Pointwise Conv1d slower than Linear

When I use torch.nn.Conv1d to perform pointwise convolution, it seems significantly slower than torch.nn.Linear, while I assume these two operations should have similar speed.

Update: the following code and results are updated according to what @ptrblck suggested.

import torch
import time

torch.backends.cudnn.benchmark = True


def linear(x, times=1000):
    m1 = torch.nn.Linear(512, 1024).cuda()
    m2 = torch.nn.Linear(1024, 512).cuda()
    torch.cuda.synchronize()
    start = time.time()
    for i in range(times):
        h = m1(x)
        y = m2(h)
    torch.cuda.synchronize()
    duration = (time.time() - start) / times
    return duration

def conv1d(x, times=1000):
    m1 = torch.nn.Conv1d(512, 1024, kernel_size=1, stride=1).cuda()
    m2 = torch.nn.Conv1d(1024, 512, kernel_size=1, stride=1).cuda()
    x = x.transpose(1, 2)
    torch.cuda.synchronize()
    start = time.time()
    for i in range(times):
        h = m1(x)
        y = m2(h)
    torch.cuda.synchronize()
    duration = (time.time() - start) / times
    return duration


if __name__ == '__main__':
    # Time x Batch x Channel
    x = torch.randn(50, 80, 512).cuda()
    print(f'{linear.__name__}: {linear(x):.6f}s')
    print(f'{conv1d.__name__}: {conv1d(x):.6f}s')

Ouput is:

linear: 0.001002s
conv1d: 0.001185s

I am using:

Hardware: Nvidia 1080Ti
Library: The latest pytorch built from source with Cuda8.0, cudnn6.0.

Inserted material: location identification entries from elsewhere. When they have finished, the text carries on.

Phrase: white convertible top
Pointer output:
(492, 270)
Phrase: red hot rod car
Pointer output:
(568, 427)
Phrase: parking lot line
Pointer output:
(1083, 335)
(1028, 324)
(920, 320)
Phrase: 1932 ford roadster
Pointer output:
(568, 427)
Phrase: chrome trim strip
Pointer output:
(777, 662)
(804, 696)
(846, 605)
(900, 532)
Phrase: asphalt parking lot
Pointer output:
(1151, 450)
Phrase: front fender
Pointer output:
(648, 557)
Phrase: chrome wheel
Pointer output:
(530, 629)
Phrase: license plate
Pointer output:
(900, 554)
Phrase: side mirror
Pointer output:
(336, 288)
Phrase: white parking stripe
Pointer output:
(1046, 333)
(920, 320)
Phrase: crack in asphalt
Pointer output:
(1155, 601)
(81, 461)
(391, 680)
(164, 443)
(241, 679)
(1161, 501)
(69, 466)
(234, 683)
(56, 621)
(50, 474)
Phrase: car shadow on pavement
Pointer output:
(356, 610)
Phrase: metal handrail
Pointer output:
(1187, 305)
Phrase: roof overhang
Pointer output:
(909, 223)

Could you add a synchronization before the start of the timer?
Note that even though the operations should be similar, cuDNN etc. might chose specific algorithms which might be faster or slower than the counterpart.
Also, try to use torch.backends.cudnn.benchmark = True and let the operations run a few times before timing them.

Thanks! I already rerun the experiment according to your advice, but the result still suggests that Conv1d is about 20% slower than Linear.